They’re bringing back the 90’s in North Carolina!
No, they aren’t sporting “Rachel” haircuts or flocking to concerts by grunge bands.
Instead, North Carolina has reinstated Clinton-era style “workfare,” a program that requires recipients of public assistance to earn their benefits.
Beginning in January, North Carolinians who receive food stamps must get at least a part-time job, begin training for a new career, or perform volunteer service in order to continue in the food assistance program. Only “able-bodied” childless recipients between 18 and 49 years of age will have to meet that requirement. As a result, the new policy impacts only a fraction of current food aid recipients. In one rural county just 2,800 of the 45,000 beneficiaries are subject to the new rules.
Recipients will have three months to meet the new requirements of risk losing the benefit for three years. Other provisions allow the state to suspend benefits if a recipient isn’t working at least 20 hours or trying hard enough to get a job.
The new policy is actually a reinstatement of a 1996 federal law that was part of welfare reform. Its provisions were rescinded in 2008 because of the Great Recession.

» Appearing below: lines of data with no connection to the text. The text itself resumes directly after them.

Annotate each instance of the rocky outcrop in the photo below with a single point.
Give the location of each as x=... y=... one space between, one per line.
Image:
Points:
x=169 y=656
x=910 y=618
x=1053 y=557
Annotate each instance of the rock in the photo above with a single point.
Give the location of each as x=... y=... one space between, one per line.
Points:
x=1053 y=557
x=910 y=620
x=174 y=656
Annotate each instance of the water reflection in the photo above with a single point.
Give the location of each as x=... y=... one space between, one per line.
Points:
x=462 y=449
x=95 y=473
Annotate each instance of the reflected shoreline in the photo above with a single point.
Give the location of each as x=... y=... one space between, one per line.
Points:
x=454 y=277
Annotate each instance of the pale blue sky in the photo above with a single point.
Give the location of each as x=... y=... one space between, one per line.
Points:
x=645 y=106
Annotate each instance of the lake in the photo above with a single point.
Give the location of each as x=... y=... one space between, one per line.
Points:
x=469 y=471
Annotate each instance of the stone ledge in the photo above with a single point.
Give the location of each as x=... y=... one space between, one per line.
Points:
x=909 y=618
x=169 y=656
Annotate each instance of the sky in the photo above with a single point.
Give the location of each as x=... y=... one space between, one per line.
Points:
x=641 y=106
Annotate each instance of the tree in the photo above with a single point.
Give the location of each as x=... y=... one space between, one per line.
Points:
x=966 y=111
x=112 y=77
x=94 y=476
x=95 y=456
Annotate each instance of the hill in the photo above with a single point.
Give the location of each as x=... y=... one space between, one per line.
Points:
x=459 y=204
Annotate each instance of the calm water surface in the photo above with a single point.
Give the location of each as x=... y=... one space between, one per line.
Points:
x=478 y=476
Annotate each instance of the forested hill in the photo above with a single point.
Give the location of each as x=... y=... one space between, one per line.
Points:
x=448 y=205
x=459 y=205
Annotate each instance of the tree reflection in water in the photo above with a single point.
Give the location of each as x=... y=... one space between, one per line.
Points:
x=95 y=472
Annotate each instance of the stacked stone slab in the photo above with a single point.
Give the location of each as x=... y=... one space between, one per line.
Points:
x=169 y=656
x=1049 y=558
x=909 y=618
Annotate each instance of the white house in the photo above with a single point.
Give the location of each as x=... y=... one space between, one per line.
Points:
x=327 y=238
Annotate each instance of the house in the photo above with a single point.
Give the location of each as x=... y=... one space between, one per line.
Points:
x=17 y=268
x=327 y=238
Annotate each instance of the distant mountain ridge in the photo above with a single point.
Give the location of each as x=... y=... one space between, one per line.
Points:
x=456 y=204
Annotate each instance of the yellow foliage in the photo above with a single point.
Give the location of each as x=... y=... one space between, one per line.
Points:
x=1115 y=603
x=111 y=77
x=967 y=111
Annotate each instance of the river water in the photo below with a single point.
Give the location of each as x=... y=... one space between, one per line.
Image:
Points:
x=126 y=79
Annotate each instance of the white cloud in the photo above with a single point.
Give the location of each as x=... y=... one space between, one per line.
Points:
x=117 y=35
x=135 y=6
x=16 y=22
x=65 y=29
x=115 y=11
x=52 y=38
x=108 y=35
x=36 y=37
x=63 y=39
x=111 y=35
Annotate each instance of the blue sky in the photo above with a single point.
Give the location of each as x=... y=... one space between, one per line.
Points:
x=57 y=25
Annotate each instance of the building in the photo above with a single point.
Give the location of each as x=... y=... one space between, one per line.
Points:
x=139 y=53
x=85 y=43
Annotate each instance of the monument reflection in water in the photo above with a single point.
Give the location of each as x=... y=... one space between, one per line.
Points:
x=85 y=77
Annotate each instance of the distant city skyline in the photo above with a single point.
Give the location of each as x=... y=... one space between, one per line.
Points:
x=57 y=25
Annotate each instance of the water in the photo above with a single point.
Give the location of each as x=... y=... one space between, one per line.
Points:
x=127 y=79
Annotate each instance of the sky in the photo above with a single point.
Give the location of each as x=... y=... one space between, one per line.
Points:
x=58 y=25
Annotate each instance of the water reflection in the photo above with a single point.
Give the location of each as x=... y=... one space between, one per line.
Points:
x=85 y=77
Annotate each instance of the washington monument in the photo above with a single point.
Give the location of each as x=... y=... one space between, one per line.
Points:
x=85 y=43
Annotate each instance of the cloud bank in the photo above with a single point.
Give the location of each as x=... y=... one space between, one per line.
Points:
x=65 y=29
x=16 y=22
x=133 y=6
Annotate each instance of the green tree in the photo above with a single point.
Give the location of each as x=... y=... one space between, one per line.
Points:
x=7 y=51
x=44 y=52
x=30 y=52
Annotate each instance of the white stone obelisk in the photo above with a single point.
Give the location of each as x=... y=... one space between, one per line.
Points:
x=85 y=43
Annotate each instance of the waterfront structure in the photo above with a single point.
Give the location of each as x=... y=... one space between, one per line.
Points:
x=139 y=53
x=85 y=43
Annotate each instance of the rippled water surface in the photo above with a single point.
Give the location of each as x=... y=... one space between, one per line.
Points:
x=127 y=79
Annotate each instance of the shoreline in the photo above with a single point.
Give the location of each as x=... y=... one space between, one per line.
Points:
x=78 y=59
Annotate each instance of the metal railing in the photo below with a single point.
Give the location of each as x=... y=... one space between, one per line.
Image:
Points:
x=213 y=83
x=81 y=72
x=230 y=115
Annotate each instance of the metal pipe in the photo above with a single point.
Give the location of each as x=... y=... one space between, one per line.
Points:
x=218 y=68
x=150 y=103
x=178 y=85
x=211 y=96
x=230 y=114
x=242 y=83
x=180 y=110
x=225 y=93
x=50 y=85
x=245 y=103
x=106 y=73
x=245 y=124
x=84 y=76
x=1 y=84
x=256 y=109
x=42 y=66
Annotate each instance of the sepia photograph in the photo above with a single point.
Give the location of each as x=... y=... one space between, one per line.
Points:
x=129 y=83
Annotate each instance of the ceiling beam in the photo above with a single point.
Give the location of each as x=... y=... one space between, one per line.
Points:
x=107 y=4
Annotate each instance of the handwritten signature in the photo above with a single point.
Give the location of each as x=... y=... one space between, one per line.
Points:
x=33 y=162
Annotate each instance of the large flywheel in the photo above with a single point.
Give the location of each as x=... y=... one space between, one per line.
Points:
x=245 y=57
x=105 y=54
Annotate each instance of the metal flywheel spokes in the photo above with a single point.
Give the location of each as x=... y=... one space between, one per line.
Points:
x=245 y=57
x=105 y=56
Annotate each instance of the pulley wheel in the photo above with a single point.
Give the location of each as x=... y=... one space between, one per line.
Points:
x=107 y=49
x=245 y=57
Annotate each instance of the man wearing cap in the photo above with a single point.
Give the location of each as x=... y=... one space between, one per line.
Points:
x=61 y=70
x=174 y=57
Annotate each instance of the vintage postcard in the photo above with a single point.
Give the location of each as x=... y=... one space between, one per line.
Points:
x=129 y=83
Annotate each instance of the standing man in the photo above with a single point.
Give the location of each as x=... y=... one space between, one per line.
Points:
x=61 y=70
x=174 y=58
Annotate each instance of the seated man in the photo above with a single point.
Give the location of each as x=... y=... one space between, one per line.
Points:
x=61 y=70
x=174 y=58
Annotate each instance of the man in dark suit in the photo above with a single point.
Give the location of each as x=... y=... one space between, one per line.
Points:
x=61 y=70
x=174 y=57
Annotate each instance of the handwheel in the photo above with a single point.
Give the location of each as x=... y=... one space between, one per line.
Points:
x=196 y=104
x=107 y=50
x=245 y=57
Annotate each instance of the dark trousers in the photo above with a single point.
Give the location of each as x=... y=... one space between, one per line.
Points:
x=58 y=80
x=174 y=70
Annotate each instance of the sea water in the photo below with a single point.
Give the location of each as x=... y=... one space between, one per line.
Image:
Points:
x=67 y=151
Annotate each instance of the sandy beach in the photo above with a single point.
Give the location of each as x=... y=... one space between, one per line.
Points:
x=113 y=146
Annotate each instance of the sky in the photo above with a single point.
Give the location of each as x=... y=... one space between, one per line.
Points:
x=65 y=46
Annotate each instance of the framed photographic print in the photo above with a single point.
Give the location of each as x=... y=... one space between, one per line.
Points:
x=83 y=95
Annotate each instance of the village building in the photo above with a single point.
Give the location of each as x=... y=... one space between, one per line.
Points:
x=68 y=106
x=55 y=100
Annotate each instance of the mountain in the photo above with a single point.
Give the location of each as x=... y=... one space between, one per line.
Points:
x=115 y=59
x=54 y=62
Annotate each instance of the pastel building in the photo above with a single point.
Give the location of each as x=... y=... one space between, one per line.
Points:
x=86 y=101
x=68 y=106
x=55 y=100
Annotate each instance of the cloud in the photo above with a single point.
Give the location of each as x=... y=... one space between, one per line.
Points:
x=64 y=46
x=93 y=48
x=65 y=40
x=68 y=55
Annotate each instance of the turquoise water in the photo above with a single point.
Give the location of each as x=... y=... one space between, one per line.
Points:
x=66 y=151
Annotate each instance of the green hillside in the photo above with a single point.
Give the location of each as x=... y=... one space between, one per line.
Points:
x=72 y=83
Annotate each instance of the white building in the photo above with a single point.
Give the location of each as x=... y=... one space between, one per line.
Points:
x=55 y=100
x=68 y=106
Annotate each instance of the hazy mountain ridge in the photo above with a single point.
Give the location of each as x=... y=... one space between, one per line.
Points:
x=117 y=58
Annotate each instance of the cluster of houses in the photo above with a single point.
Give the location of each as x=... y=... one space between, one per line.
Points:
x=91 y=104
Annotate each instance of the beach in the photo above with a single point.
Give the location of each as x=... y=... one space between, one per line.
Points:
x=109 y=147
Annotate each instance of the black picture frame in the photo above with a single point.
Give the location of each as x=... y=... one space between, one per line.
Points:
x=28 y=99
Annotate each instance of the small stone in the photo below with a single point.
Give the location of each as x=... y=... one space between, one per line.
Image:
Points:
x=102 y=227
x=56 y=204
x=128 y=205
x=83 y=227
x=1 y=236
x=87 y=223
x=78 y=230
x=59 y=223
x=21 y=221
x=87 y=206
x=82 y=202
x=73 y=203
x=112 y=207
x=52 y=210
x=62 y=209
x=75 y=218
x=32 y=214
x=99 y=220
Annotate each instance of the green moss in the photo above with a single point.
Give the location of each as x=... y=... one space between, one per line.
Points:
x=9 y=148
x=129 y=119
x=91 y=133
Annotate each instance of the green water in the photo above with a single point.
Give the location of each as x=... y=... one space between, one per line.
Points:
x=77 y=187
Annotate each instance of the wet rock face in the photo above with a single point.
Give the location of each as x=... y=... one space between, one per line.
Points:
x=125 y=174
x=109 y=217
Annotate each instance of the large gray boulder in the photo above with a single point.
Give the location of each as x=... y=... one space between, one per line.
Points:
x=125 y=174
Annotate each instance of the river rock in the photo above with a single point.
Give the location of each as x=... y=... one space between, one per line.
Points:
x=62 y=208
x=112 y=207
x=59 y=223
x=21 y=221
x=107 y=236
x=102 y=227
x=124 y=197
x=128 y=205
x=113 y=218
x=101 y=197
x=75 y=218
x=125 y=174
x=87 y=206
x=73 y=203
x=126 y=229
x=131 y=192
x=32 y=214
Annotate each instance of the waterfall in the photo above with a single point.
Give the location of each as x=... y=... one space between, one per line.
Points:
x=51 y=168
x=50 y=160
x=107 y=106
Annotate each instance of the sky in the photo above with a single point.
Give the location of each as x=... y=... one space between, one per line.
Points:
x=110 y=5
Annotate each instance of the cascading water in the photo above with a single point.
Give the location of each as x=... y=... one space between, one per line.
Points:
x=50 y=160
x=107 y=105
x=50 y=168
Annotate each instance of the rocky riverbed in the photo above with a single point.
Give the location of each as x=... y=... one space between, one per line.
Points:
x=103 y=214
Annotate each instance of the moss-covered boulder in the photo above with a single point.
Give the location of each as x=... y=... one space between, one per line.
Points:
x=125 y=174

I think this is a great idea, and I’d like to see more states adopt similar policies. This rule encourages work ethic without putting an undue burden on struggling parents, especially single moms, or the elderly. And that’s the way it should be. Since the days of the first colonies, we’ve been a society that expects everyone to pull their weight but has the compassion to help those in need. We got away from that for awhile. I’m glad we’re back on track, at least in the Tar Heel State.